We can't promise Mr. Darcy (or even Colin Firth) will be at the 16th annual Jane Austen Festival in Bath this summer. But we can promise bonnets, country dances, dramatic Pride and Prejudice readings, calligraphy workshops, and tours of Bath, where Austen wrote Persuasion and Northanger Abbey. Marking the 200th anniversary of the author's death, the festival will also celebrate the 200th birthday of Northanger Abbey, which was published just after Austen's death at age 41.

You'll need to pace yourself. The 10-day festival in September will feature more than 80 events across Bath, where Austen lived for six years in the early 1800s. Designated a UNESCO World Heritage site, the city is known for its Palladian architecture and Roman baths. Many of Austen's characters, like Anne Elliot, walked the streets of Bath in Austen's novels, and many of those sites can be visited today.

Tickets for the September festival go on sale July 1 and you can reserve your spot for a meet & greet with the director of the 1995 film adaptation Pride and Prejudice, a masked ball (and dance classes to prepare you for the quadrille), and a Northanger Abbey tour of Catherine Morland's Bath.

If you can't make it to the festival in the late summer, there are still plenty of ways to channel your inner Austen.
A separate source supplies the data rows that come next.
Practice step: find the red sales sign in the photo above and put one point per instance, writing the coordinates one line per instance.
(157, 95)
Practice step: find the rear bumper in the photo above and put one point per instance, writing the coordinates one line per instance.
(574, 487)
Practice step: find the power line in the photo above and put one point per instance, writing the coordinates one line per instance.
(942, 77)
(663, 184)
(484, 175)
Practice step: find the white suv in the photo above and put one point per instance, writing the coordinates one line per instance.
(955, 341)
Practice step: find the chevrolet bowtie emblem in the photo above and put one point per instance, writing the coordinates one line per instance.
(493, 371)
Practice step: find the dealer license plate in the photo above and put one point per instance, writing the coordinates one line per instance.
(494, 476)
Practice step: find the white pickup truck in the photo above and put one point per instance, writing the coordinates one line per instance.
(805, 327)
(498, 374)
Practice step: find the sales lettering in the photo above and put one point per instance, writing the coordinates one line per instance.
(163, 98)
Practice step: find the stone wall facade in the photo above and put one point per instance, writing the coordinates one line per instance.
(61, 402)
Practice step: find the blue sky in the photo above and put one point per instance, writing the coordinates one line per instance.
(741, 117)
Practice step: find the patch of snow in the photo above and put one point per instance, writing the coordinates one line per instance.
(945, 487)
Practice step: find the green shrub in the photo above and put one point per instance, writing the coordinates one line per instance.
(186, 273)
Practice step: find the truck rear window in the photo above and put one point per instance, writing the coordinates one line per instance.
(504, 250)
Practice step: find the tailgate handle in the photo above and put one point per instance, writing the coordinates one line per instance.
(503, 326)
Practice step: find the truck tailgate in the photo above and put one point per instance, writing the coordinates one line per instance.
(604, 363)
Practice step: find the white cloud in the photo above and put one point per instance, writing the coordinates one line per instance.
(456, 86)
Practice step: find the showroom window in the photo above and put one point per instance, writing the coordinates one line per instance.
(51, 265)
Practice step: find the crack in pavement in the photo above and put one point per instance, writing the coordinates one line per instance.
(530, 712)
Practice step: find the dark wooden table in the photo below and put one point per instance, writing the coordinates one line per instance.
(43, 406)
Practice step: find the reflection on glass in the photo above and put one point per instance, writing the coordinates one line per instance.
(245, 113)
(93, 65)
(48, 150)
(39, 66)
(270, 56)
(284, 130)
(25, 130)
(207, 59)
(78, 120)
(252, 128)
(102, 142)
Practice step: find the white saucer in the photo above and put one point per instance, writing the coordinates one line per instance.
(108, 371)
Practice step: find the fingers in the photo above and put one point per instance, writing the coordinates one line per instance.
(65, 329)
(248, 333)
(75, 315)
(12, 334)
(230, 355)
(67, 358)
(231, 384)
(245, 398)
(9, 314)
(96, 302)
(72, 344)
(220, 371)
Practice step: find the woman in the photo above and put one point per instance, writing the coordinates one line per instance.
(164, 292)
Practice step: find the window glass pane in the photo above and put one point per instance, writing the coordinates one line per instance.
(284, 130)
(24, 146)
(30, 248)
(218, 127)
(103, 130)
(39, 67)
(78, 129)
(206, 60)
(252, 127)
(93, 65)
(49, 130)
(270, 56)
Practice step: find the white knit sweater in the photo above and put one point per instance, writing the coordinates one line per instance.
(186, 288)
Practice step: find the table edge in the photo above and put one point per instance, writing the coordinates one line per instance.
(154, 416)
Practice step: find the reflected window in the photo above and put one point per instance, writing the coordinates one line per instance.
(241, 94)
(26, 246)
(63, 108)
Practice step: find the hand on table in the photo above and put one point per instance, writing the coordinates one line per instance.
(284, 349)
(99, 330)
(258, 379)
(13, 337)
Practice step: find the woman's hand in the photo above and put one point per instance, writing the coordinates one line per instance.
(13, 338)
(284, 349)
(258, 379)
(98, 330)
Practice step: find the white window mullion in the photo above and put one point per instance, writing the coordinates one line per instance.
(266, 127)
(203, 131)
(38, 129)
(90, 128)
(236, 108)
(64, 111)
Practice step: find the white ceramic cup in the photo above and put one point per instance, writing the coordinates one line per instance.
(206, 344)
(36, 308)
Head to Jane Austen's House Museum (the author's former home) in Chawton, about two hours west of London, for programming throughout the year. Or stay at Goodnestone Park, an eighteenth-century Palladian estate in Kent, where Austen was a frequent guest after her brother married into the family.

No matter what you do, just remember, don't follow the rules, embrace your inner indignant Georgian-era woman, and be wary of any British soldiers with bad intentions. It's what Austen and her characters would do, after all.